Other
Scientific paper
May 2011
adsabs.harvard.edu/cgi-bin/nph-data_query?bibcode=2011aas...21831203o&link_type=abstract
American Astronomical Society, AAS Meeting #218, #312.03; Bulletin of the American Astronomical Society, Vol. 43, 2011
Other
Scientific paper
The accretion disks around pre-main-sequence stars provide the raw material and initial conditions for the formation of planetary systems. Disk chemistry is thus essential to predict the composition of planetesimals and eventually planets - comet compositions in our own solar system reveal that efficient astrophysical pathways to chemical complexity exists. The chemical evolution is predicted to depend on radiation fields, temperature and density structures. This can be exploited to develop molecular probes of otherwise inaccessible disk processes, and protoplanetary disk chemistry studies typically have the combined objective of constraining how the disk physics drives the disk chemistry, and how the disk chemistry traces the disk physics.
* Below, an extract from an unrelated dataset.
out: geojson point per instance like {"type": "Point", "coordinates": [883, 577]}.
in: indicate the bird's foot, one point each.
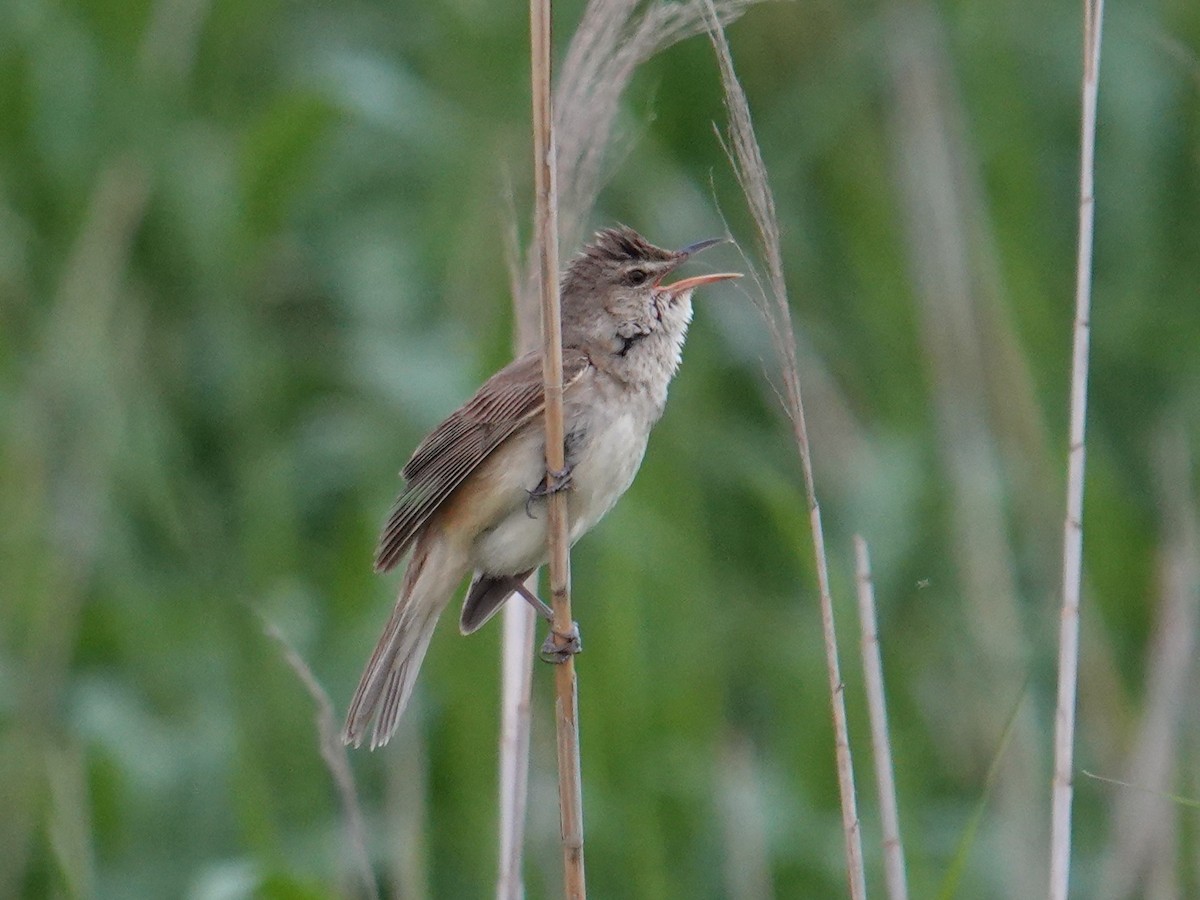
{"type": "Point", "coordinates": [551, 483]}
{"type": "Point", "coordinates": [562, 646]}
Observationally, disk chemistry has been characterized by infrared spectroscopy of the innermost few AUs, far-infrared spectroscopy of the disk atmosphere, and millimeter spectroscopy of the outer disk. This has revealed strong emission from a range of common molecules and ions such as CO, CN, HCN, C2H2, H2O, OH, H2CO, HCO+, N2H+ and DCO+. As expected some lines are found to follow trends with respect to quiescent stellar heating, mass accretion rates, X-ray ionization, and the disk density structure. In response to these observations and in anticipation of more detailed data from especially ALMA, the physical-chemical modeling and theory of disks is the subject of intense efforts. A range of different model approaches have been developed that vary in their treatment of disk structure, radiation fields, and chemical networks. The results stress the importance of UV and X-ray fields as well as the treatment of grain surface chemistry and its relation to gas-phase processes. These recent advances in observations and models of disk chemistry will be reviewed together with current challenges, and the next generation of models, laboratory experiments and observations that will address them.